Backstabbing for Beginners: A Must Watch Movie for International Relations Students

Backstabbing for Beginners is definitely a fresh air for International Relations students — even more for an International Relations enthusiast like me, who has longed for a movie like this to be more mainstream.

Theo James as Michael Sullivan in Backstabbing for Beginners (2018).

The movie revolves around a moral questioning of a young UN staff, Michael Sullivan, in his career ladder assisting an Under Secretary General of the United Nations, Costa ‘Pasha’ Passaris — who happens to head the Oil for Food Program by the UN.

In the beginning of the movie, it is said that it is based on a true story. Stretching the information a little bit further, Michael Soussan, the author of a book titled Backstabbing for Beginners: My Crash Course to International Diplomacy, was bossed by Benon Sevan, who happened to be the Head of the Oil for Food Program too when the program has not yet been termintated.

Sullivan, a 24 year old, started his career at the United Nations aiding Pasha. He was sent to Baghdad, Iran, where the program was run to learn more things about the program, in order to finalize the report to be presented before the United Nations Security Council (UNSC).

The Oil for Food Program itself was created by the UNSC through Resolution 986. The program was intended to feed the Iraqi people amidst international sanctions imposed by — mainly — the United States and the United Kingdom to Saddam Hussein’s government. In order to do so, the program assisted Iraq to sell oil extracted from the country in market price.

Along his journey in Iraq to gather more information to complete the report, Sullivan found that there are a lot of corruption here and there revolving the Oil for Food Program. Not only that Sullivan found that the Saddam Hussein’s government was corrupt, the whole system turned out to be corrupted — the private sector, the government, even the United Nations are all caught up in this vicious cycle.

“Unsettling” would describe how he felt when he was working for the program. His boss received bribes, in order to ensure that the program would still run in the country, because otherwise the mafia would disrupt the whole program — while the regional director would like to put the program to an end given the massive and systematic corruption that happened. She, basically, would like to expose the flaws of the program to the UNSC, which Pasha clearly opposed.

To add to the already interesting story, Pasha met Nisham, a Kurdish woman from the Iraqi side of the territory. They fell in love and had some disagreements, again, related to moral questions — whether or not letting corruption happen, while as a trade-off, allowing the program to keep running.

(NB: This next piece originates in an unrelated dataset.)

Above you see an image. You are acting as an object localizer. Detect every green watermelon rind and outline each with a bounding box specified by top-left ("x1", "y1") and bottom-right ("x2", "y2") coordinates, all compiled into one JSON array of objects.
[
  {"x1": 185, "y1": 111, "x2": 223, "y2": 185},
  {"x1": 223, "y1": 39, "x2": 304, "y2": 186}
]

It is interesting to see the world through Pasha’s point of view, though, given that he would trade the corrupt system for the Iraqi people to be able to eat. He received bribes in order to ensure that the program would still run, and therefore could still feed the Iraqi people.

On the other hand, Sullivan felt that what Pasha is doing is clearly wrong.

In the end of the story, Sullivan went to the Wall Street Journal to whistleblow the flaws of the program — which led to a reform to the United Nations (which, at that time, was still under Kofi Annan’s leadership).

As a (former) International Relations student — who has a lot of friends who fantasize to work with the United Nations, I feel that this story is a good start to get one’s self to be more realistic about the world, and to get prepared to answer the moral question at work.

Not to conclude whether the United Nations is perfect or otherwise, I would instead use the over-used former UN Secretary General Dag Hammarskjöld’s phrase to end this piece:

“the United Nations was not created to take mankind to heaven, but to save humanity from hell.”